Railroad veterans Heather Anckner and Andrew Beh stepped into the world of education by purchasing Sylvan Learning of Ponte Vedra Beach in early January. Now, the business partners have set their sights on reaching underprivileged youth and opening satellite locations throughout St. Johns County.
Sylvan Learning Center of Ponte Vedra Beach was open for 16 years prior to its recent change in ownership. Anckner said she met Beh, a former high school math teacher, in the railroad industry and connected with the previous owners of the Ponte Vedra Sylvan location through their consulting firm. Soon enough, Beh and Anckner developed a mutual interest in purchasing a Sylvan Learning Center location in St. Johns County.
Anckner said she was inspired to get involved in education after meeting one of Sylvan’s former owners at a conference in Texas. During the conference, she told a story about her second-grade son and how bored he was at school due to being ahead of his peers. The former owner responded by pointing Anckner to Sylvan.
“From there I learned more about the actual franchise and how supportive the environment was and how it really helps every kid,” she said. “I love anything that has to do with kids and reading and learning and excelling.”
Anckner immediately connected with the franchise because she struggled with dyslexia in school, which posed challenges for her as a child.
"I was fortunate that I didn't have academic challenges,” Anckner said. “But I had struggles and frustrations with reading and such. To come into an environment like this where [Sylvan teachers] can help any kid just amazes me. So that's why we decided to take this leap of faith into education."
The negotiation phase with Sylvan was short, Anckner said, but the approval period took three months.
“Sylvan doesn't let just anyone buy a franchise," she noted. "They go through a very arduous process to make sure you're the type of owners they want to have; they make sure you have valid business plans."

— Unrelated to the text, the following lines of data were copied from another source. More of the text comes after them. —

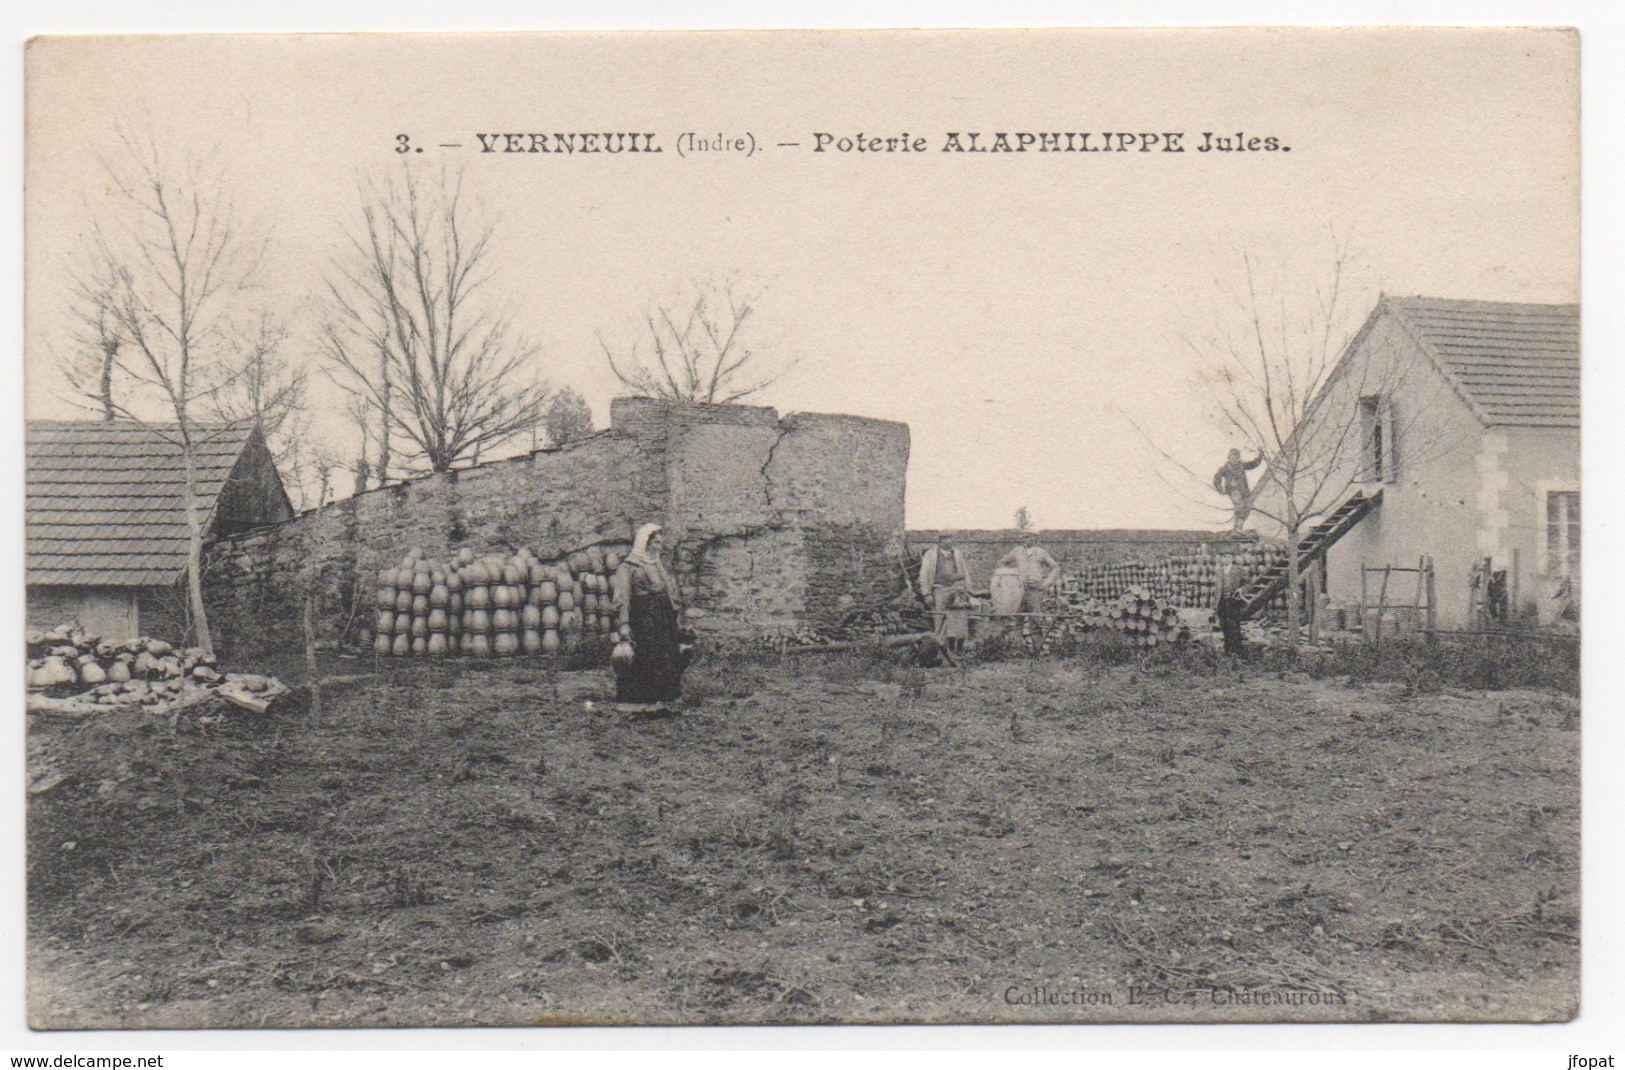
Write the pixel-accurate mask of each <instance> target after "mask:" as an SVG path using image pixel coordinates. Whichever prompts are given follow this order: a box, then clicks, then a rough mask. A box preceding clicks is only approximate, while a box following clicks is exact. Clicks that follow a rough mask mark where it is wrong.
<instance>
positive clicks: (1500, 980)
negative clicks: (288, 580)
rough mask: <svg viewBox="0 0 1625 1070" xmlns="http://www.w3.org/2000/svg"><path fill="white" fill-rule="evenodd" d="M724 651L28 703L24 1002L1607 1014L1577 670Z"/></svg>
mask: <svg viewBox="0 0 1625 1070" xmlns="http://www.w3.org/2000/svg"><path fill="white" fill-rule="evenodd" d="M361 667H362V663H356V662H351V663H349V665H348V670H349V672H359V668H361ZM691 685H692V691H694V694H695V696H697V699H699V702H697V706H695V707H692V709H689V711H687V712H684V714H681V716H676V717H666V719H634V717H629V716H626V714H621V712H616V711H614V709H611V707H608V706H606V704H604V702H603V698H604V694H606V693H608V678H606V676H604V675H601V673H567V675H564V676H561V678H559V680H557V681H552V680H548V678H546V676H543V675H539V673H538V670H535V668H533V667H530V665H525V663H504V665H478V667H476V665H450V663H445V665H416V667H400V665H395V667H392V672H385V673H384V675H380V676H377V678H374V680H369V681H359V683H348V685H343V686H340V688H333V689H330V693H328V694H327V696H325V709H323V711H322V714H320V717H319V719H314V717H312V716H310V712H309V711H306V709H294V711H291V712H284V714H283V716H281V717H276V719H271V720H270V722H263V724H254V722H236V720H223V722H216V724H208V725H203V724H189V722H182V724H180V725H176V727H171V725H169V724H167V722H164V720H159V722H151V720H146V719H143V717H140V716H109V717H107V719H104V720H101V722H96V724H63V722H55V720H42V719H34V722H32V724H31V727H29V763H31V771H29V774H31V782H34V784H36V785H37V784H39V782H41V781H42V779H45V777H50V776H58V774H60V776H63V777H65V779H63V781H62V782H60V784H57V785H55V787H52V789H50V790H47V792H42V794H37V795H32V797H31V798H29V844H31V854H29V919H28V920H29V989H31V990H29V1007H31V1011H29V1013H31V1023H32V1024H34V1026H36V1028H145V1026H151V1028H192V1026H197V1028H202V1026H215V1028H224V1026H260V1028H276V1026H401V1024H440V1026H455V1024H544V1023H629V1021H639V1023H817V1021H851V1023H869V1021H990V1023H1001V1021H1152V1020H1163V1021H1167V1020H1191V1021H1256V1020H1282V1018H1290V1020H1329V1021H1347V1020H1357V1021H1367V1020H1414V1021H1433V1020H1563V1018H1570V1016H1573V1015H1575V1013H1576V1010H1578V990H1579V987H1578V971H1579V946H1578V911H1579V904H1578V888H1579V883H1578V844H1579V805H1578V803H1579V794H1578V769H1579V706H1578V702H1576V701H1575V699H1573V698H1570V696H1563V694H1555V693H1542V691H1479V693H1466V691H1441V693H1428V694H1412V693H1407V691H1406V688H1404V686H1399V685H1358V683H1349V681H1347V680H1342V681H1336V680H1310V678H1308V676H1302V675H1287V676H1282V675H1279V673H1263V672H1258V670H1253V672H1248V670H1241V672H1233V670H1225V668H1217V670H1212V672H1199V670H1191V668H1173V667H1167V665H1163V667H1157V665H1141V667H1118V668H1105V667H1102V665H1097V663H1090V662H1082V660H1033V662H1006V663H991V665H978V667H972V668H964V670H960V668H939V670H918V668H902V667H897V665H889V663H879V662H873V660H864V659H858V657H824V659H803V660H788V662H783V663H778V665H767V663H743V665H733V667H731V668H730V667H726V665H723V663H715V662H713V663H708V665H707V663H702V665H700V667H697V668H695V672H692V673H691ZM333 691H336V693H333ZM588 702H593V706H591V707H588Z"/></svg>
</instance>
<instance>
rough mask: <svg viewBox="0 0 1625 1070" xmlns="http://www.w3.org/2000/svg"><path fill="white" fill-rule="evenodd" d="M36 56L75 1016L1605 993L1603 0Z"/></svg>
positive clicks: (951, 1018) (47, 404)
mask: <svg viewBox="0 0 1625 1070" xmlns="http://www.w3.org/2000/svg"><path fill="white" fill-rule="evenodd" d="M26 67H28V70H26V73H28V85H26V93H28V146H26V179H28V194H26V242H28V249H26V289H28V293H26V315H28V322H26V407H28V431H26V491H28V502H26V546H28V559H26V582H28V629H29V631H28V650H26V655H28V798H26V807H28V842H26V868H28V901H26V909H28V1016H29V1023H31V1024H32V1026H34V1028H36V1029H104V1028H117V1029H140V1028H289V1026H314V1028H338V1026H525V1024H582V1023H608V1024H702V1023H704V1024H731V1023H773V1024H798V1023H1113V1021H1129V1023H1163V1021H1201V1023H1243V1021H1300V1023H1321V1021H1326V1023H1331V1021H1563V1020H1570V1018H1573V1016H1575V1015H1576V1013H1578V1007H1579V959H1581V940H1579V917H1581V904H1579V738H1581V732H1579V725H1581V712H1579V698H1578V694H1579V685H1578V673H1579V631H1581V628H1579V621H1581V530H1583V525H1581V502H1579V489H1581V488H1579V307H1578V299H1579V278H1578V273H1579V195H1578V159H1579V125H1578V117H1579V102H1578V101H1579V96H1578V94H1579V83H1578V72H1579V39H1578V34H1576V33H1573V31H1566V29H1562V28H1550V29H1534V28H1524V29H1201V31H1193V29H1183V31H1126V29H1116V31H1079V29H1072V31H840V33H834V31H830V33H811V31H809V33H801V31H796V33H578V34H418V36H406V34H369V36H361V34H356V36H348V34H327V36H190V37H177V36H169V37H166V36H151V37H41V39H34V41H32V42H29V46H28V63H26Z"/></svg>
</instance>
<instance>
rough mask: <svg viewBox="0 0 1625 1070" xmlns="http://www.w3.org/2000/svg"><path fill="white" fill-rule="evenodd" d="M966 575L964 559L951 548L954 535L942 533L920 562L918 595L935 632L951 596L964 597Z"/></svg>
mask: <svg viewBox="0 0 1625 1070" xmlns="http://www.w3.org/2000/svg"><path fill="white" fill-rule="evenodd" d="M968 589H970V572H968V569H965V559H964V558H962V556H960V553H959V546H955V545H954V533H952V532H942V533H941V535H938V537H936V545H934V546H931V548H929V550H926V551H925V555H923V556H921V558H920V595H921V597H923V598H925V600H926V602H929V603H931V620H933V623H934V624H936V628H938V631H941V628H942V621H944V620H946V616H947V608H949V607H947V603H949V602H951V600H952V597H954V592H965V594H968Z"/></svg>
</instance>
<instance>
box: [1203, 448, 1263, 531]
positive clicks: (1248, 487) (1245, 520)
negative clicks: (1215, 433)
mask: <svg viewBox="0 0 1625 1070" xmlns="http://www.w3.org/2000/svg"><path fill="white" fill-rule="evenodd" d="M1261 463H1264V454H1263V452H1259V454H1258V457H1254V459H1253V460H1241V450H1238V449H1233V450H1230V457H1228V459H1227V460H1225V462H1224V463H1222V465H1219V472H1214V489H1215V491H1219V493H1220V494H1225V496H1227V498H1228V499H1230V507H1232V509H1233V511H1235V520H1233V527H1232V530H1237V532H1240V530H1241V527H1243V525H1245V524H1246V514H1248V512H1251V511H1253V507H1251V506H1250V504H1248V498H1250V496H1251V488H1250V486H1248V485H1246V473H1248V472H1251V470H1253V468H1256V467H1258V465H1261Z"/></svg>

Having negotiated the purchases of $50-100 million railroads, Anckner said the financial side of purchasing Sylvan was “small in comparison” to her railroad work. However, the vetting process put Anckner and Beh under a microscope because Sylvan wanted to ensure the new owners would run the location efficiently and promote honorable values. Anckner and Beh weren’t scared away by the arduous vetting, she said. In fact, the process made the railroaders feel more secure about their decision.
"We went up to their corporate offices," Anckner said. "We were required to take orientation classes, we were required to meet everyone from their COO to their PR people. You name it, we had to meet them and understand the process and understand their way of doing things before we made the decision that this is really something we want to move forward with."

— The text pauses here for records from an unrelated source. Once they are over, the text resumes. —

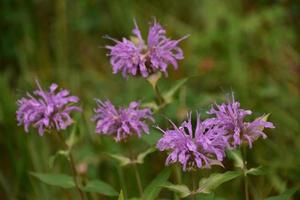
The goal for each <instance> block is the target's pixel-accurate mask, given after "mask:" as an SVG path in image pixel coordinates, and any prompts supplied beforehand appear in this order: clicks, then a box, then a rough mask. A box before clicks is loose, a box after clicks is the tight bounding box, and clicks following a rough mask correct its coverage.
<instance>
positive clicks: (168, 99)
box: [163, 77, 190, 103]
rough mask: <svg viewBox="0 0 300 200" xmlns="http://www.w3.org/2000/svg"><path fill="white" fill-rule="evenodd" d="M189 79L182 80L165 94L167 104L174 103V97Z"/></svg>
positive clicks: (164, 95) (167, 91) (182, 79)
mask: <svg viewBox="0 0 300 200" xmlns="http://www.w3.org/2000/svg"><path fill="white" fill-rule="evenodd" d="M189 78H190V77H187V78H183V79H180V80H179V81H177V83H176V84H175V85H174V86H173V87H172V88H171V89H170V90H168V91H167V92H165V93H164V94H163V98H164V100H165V101H166V103H171V102H172V101H173V96H174V95H175V93H176V92H177V91H178V90H179V89H180V88H181V87H182V86H183V85H184V84H185V83H186V82H187V80H188V79H189Z"/></svg>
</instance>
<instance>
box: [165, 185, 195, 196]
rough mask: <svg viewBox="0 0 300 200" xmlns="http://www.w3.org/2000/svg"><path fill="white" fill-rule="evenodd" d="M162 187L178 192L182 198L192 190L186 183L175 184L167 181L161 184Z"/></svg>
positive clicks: (190, 191) (190, 193) (168, 189)
mask: <svg viewBox="0 0 300 200" xmlns="http://www.w3.org/2000/svg"><path fill="white" fill-rule="evenodd" d="M161 187H163V188H167V189H168V190H171V191H173V192H176V193H178V194H179V195H180V197H181V198H185V197H187V196H189V195H190V194H191V191H190V190H189V188H188V187H187V186H186V185H174V184H172V183H166V184H163V185H161Z"/></svg>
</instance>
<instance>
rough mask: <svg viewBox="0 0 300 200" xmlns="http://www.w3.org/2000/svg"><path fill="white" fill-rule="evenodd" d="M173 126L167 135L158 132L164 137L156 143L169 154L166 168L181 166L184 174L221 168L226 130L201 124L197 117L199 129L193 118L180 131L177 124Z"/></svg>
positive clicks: (224, 149)
mask: <svg viewBox="0 0 300 200" xmlns="http://www.w3.org/2000/svg"><path fill="white" fill-rule="evenodd" d="M171 123H172V122H171ZM172 125H173V128H172V129H169V130H166V131H164V130H162V129H160V128H159V129H160V130H161V131H162V132H163V133H164V135H163V137H162V138H161V139H160V140H159V141H158V142H157V148H158V149H159V150H160V151H165V150H167V151H170V154H169V156H168V157H167V159H166V165H169V164H171V163H175V162H179V163H181V165H182V167H183V170H184V171H185V170H191V169H193V168H195V167H197V168H203V167H206V168H209V167H210V166H211V165H216V164H218V165H221V161H222V160H223V159H224V157H225V149H226V147H227V146H228V141H227V140H228V137H227V136H226V133H227V132H226V130H224V129H223V128H222V127H219V126H207V125H206V123H205V121H203V122H201V121H200V115H197V124H196V128H195V130H193V128H192V120H191V114H190V115H189V118H188V120H187V121H184V122H183V123H182V124H181V126H180V127H179V128H178V127H177V126H176V125H175V124H174V123H172Z"/></svg>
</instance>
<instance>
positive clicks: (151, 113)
mask: <svg viewBox="0 0 300 200" xmlns="http://www.w3.org/2000/svg"><path fill="white" fill-rule="evenodd" d="M96 101H97V105H98V107H97V108H96V109H95V110H94V111H95V113H96V114H95V115H94V116H93V118H92V120H93V121H96V123H97V124H96V133H100V134H104V135H112V136H114V138H115V140H116V141H121V140H124V139H126V138H127V137H128V136H130V135H133V134H136V135H137V136H138V137H141V136H142V133H143V132H145V133H149V127H148V125H147V124H146V121H148V120H150V121H154V119H153V117H152V113H151V110H150V109H148V108H145V109H140V108H139V107H140V104H139V103H138V102H135V101H133V102H131V103H130V104H129V107H128V108H119V109H116V108H115V106H114V105H113V104H112V103H111V102H110V101H109V100H107V101H104V102H102V101H100V100H96Z"/></svg>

Speaking of moving forward, Anckner plans on reaching more children in more communities throughout St. Johns County since the railroaders’ franchise agreement covers the entire county.
"Sylvan allows you to open satellites throughout your community, and we are open to the entire St. Johns County area," Anckner said. "It gives us the ability to move into an area and have one or two or three day a week service at a location that isn't a full franchise location like this one. Andy and I would like to open a second franchise location as well in the next few years, but our first point of entry into the community is to open satellites."
Another goal Anckner has for her Sylvan branch is to work with Title I schools.
"One of the things that was really important for Andy and I when we really looked into this is to be able to help children of all economic levels," she said, "not just what you would consider the more privileged."
Anckner noted that she wants to help children without access to educational opportunities, such as tutoring services.
More about Sylvan
Anckner described Sylvan as an established presence in the community that offers "phenomenal" resources for students.
"For students that are struggling, we work with teachers," she said. "The parents have an opportunity to do a release that allows us to contact the teachers and have a three-way communication with the parent and the school system as well."
Sylvan works with students to identify their current strengths by creating an action plan that meets parental and student objectives, the railroader added. The learning center helps a wide variety of students, whether they're struggling or not.
"We have students in here that get As and are working two grade levels ahead of where they are in school," she revealed. "It's for everyone. We've got student athletes that want to make sure they get into the schools they want. And we have kids that are struggling to make the FSAs [Florida Standards Assessments] – versus being held back at the end of the year – they come here for their homework because they have a limited amount of time outside of practice in order to get their homework done."
According to Anckner, the Ponte Vedra location is one of the leading Sylvan locations for SAT/ACT test-prep. It also helps students get accepted into college and prepared for postsecondary education.
Furthermore, the center offers STEM and robotics classes for students who aren’t being challenged in other environments and want to learn something new.